Abdul and Rehana, Ayaaz’s parents served the Milton’s for quite some time before they both succumbed to a deadly plague that had hit the town. Dr. Milton had tried his best to save them but God had other plans for them. Ayaaz was very young when he was orphaned. The elderly couple had considered sending him to his father’s village to live with his uncle but they were very fond of him. Hence they decided to keep him with them. They educated him, but he was no good in studies and dropped out of school. However he was always fond of gardening and working in the stable with the horses.

On the morning of June 3, 1947, Ayaaz was doing his daily chores in the garden. Dr. Milton was having tea along with Mrs. Milton under the shade of the only banyan tree in their garden. They were quite upset.

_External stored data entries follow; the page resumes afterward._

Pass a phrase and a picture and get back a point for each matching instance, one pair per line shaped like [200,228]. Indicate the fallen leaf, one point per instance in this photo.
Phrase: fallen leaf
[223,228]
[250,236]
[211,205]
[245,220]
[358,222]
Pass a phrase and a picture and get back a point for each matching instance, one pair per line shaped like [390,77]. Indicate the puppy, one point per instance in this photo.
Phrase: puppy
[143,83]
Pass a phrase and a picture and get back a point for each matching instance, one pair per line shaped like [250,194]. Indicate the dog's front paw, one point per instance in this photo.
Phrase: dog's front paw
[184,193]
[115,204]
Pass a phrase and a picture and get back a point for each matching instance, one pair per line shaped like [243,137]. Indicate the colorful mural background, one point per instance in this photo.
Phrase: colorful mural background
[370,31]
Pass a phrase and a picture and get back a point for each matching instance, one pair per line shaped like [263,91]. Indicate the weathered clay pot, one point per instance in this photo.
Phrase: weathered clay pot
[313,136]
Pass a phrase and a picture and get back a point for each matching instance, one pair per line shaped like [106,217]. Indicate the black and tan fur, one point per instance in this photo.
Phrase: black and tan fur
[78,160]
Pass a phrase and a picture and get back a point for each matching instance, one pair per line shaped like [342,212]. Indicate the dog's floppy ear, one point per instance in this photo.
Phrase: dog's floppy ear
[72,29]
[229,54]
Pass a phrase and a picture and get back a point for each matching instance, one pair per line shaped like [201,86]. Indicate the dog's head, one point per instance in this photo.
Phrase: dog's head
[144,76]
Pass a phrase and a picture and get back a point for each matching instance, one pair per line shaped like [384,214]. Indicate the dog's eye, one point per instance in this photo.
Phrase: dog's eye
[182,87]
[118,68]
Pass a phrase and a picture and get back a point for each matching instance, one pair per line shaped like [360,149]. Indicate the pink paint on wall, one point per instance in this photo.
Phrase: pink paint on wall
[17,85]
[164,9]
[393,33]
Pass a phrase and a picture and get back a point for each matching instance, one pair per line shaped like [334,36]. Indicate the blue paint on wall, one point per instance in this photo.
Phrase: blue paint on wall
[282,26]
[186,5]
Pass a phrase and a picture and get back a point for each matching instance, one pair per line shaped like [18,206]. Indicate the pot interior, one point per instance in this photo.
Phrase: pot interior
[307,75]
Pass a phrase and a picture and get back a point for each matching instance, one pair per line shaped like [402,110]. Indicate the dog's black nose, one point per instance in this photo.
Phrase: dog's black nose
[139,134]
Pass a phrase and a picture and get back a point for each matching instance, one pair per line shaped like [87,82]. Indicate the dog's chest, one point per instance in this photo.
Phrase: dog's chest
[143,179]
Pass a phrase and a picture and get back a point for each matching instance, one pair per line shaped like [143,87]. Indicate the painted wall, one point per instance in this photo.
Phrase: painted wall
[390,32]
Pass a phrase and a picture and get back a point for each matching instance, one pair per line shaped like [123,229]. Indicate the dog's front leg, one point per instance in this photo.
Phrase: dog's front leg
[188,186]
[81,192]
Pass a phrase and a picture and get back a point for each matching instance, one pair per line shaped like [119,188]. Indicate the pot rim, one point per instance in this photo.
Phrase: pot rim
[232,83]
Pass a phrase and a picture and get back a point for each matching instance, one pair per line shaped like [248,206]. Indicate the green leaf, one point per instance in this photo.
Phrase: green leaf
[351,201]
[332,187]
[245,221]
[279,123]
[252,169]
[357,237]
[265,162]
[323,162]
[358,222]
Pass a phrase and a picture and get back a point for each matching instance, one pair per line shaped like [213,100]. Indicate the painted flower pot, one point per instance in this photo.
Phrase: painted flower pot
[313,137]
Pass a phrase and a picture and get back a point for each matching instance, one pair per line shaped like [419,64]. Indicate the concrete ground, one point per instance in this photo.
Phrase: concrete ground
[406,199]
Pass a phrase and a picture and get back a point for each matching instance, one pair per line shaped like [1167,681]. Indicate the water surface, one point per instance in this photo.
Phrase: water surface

They had decided to move back to Britain to spend the remaining of their days with friends and family bearing in mind the independence and partition of India and growing violence between Hindus and Muslims.

They were quite sad about leaving their home of forty years and their clinic. However they were most unhappy about leaving behind Ayaaz. Mrs. Milton called Ayaaz to their tea table. Ayaaz washed his dirty hands and went and sat near her feet. She benevolently caressed his hair. He smiled at her.

Dr. Milton asked, “You will be a free man soon, what do you intend to do?”

Ayaaz didn’t know the meaning of freedom or what to do with it, but some of his friends had said that he will have a new country to live in and he need not serve any white man any more. But these two white people were all he had as family. Their villa was what he called home. He wondered why he needed this 'freedom'. It was of no good. Otherwise, why would it snatch away his family and home at the same time?

After some moments he answered nonchalantly to Dr. Milton’s question, “I will go to Pakistan with some of my friends and their family.”